WV Is the First State to Develop Statewide EMS Tourniquet Removal Protocols
In a recent press release, the West Virginia Department of Health announced that West Virginia is the first state in the country to develop statewide tourniquet removal or in medical speak ‘tourniquet takedown’ protocols for Emergency Medical Services (EMS.) After one year of measurable success in the field, West Virginia’s tourniquet protocols for providers, are becoming the model for tourniquet training nationwide. A tourniquet is a device used to apply pressure to a limb in the effort to control severe bleeding, in injuries such as gunshot wounds or severe lacerations.

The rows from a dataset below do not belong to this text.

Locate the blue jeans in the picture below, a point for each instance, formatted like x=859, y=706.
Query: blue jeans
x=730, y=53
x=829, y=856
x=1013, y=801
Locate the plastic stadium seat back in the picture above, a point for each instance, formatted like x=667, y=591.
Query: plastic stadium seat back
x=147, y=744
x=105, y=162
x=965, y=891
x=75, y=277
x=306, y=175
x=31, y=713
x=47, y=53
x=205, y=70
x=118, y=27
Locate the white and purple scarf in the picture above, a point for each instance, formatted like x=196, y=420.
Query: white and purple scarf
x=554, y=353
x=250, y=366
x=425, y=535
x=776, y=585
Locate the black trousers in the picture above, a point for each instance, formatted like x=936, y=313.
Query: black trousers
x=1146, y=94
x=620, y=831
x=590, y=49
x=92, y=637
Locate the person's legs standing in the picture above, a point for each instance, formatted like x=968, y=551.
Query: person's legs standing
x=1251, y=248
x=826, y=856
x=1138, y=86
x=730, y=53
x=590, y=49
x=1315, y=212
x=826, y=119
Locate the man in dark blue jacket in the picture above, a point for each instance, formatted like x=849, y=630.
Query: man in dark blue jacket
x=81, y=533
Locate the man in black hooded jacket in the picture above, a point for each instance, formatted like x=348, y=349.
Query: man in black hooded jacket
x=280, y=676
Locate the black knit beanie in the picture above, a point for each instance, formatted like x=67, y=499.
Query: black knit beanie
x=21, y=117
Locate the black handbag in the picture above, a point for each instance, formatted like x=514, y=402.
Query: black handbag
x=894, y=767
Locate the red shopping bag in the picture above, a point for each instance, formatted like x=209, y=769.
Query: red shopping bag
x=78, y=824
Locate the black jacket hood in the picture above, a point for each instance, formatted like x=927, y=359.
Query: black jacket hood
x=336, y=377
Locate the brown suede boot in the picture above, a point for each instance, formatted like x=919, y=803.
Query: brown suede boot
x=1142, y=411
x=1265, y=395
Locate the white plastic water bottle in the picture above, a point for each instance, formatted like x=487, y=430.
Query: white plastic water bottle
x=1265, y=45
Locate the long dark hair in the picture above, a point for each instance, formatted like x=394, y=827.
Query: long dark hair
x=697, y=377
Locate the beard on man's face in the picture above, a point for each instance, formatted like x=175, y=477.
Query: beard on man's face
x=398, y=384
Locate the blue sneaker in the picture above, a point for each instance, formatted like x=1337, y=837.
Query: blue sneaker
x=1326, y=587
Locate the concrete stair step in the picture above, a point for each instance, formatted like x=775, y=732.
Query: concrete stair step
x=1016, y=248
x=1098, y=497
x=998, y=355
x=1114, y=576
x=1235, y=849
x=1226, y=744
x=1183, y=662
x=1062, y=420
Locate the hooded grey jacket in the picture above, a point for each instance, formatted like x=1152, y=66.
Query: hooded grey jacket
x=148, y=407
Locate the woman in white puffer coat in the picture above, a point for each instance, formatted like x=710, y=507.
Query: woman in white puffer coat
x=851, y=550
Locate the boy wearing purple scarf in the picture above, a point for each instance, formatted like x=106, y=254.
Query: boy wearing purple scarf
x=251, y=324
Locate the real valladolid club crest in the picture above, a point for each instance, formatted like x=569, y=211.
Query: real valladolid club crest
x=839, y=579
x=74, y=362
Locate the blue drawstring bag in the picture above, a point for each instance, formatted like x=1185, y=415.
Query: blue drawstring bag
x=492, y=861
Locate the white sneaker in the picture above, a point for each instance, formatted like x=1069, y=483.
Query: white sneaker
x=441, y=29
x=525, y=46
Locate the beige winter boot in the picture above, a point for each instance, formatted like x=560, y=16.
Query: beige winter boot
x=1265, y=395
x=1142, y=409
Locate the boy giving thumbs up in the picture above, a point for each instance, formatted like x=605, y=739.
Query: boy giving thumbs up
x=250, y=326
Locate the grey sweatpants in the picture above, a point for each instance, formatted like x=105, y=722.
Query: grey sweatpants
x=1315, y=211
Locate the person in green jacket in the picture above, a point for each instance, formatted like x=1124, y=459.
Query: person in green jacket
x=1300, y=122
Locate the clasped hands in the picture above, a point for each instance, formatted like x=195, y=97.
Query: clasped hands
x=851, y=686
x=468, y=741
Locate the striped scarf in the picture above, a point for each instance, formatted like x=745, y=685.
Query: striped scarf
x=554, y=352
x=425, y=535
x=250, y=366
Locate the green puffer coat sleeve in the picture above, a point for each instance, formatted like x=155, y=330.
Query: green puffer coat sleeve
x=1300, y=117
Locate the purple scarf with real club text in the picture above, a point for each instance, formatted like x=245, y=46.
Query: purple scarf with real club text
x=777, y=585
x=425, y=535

West Virginia’s new tourniquet protocols were developed by Acting State Health Officer Dr. P.S. Martin alongside Dr. Greg Schaefer, a trauma surgeon at West Virginia University. They recognized that, although tourniquet use in pre-hospital trauma care is well-documented in controlling hemorrhage and improving surgical outcomes, limited data existed about the success of and the potential risks of tourniquet removal in the field by EMS providers. Dr. Martin found that there were cases in which tourniquets had been applied as part of routine pre-hospital care that could have been reassessed and removed but that was not done due to the guidelines then in place. “There is this taboo in the medical community surrounding tourniquet takedown,” Dr. Martin explained. “Once one is in place a lot of hospitals do not want to remove it unless there is a vascular surgeon present. However, every minute a tourniquet is applied, there is a risk of tissue death and limb loss.”
Together, Dr. Martin and Dr. Schaefer developed statewide tourniquet removal protocols, which allow EMS providers two chances to remove the tourniquet. Upon receiving patients with tourniquets, providers will assess the device by first making sure it has been properly placed and replacing it if not. Then, they will expose the wound, apply a properly packed wound dressing, and wait approximately three to five minutes while slowly releasing the tourniquet’s pressure. If bleeding resumes, they will re-tighten the tourniquet and repack the wound with one more chance for removal after 15 minutes, unless they have already arrived at the hospital. Since June 15, 2024, Dr. Martin has been evaluating cases where a tourniquet was applied and subsequently removed in the field. Comparative analysis showed no statistically significant difference in patient outcomes between takedown and non-takedown groups, although the takedown group exhibited a higher proportion of clinical improvement at 64.7%. Additionally, no patients in the takedown group experienced deterioration, while 2.9% of non-take down patients worsened, suggesting that tourniquet takedown, when performed by trained EMS personnel, may be associated with clinical improvement. “Tourniquets can be extremely helpful in saving lives, but they can also be overused,” says Dr. Martin. He went on to say this is true especially since the new protocols might offer the same life protection with less chance of losing a limb.
The National Association of State Emergency Medical Services Officials (NASEMSO) recognize West Virginia as the first state to provide patient data on tourniquet takedown conversion. They, along with the National EMS Quality Alliance will use that data as they work to build national tourniquet takedown protocols.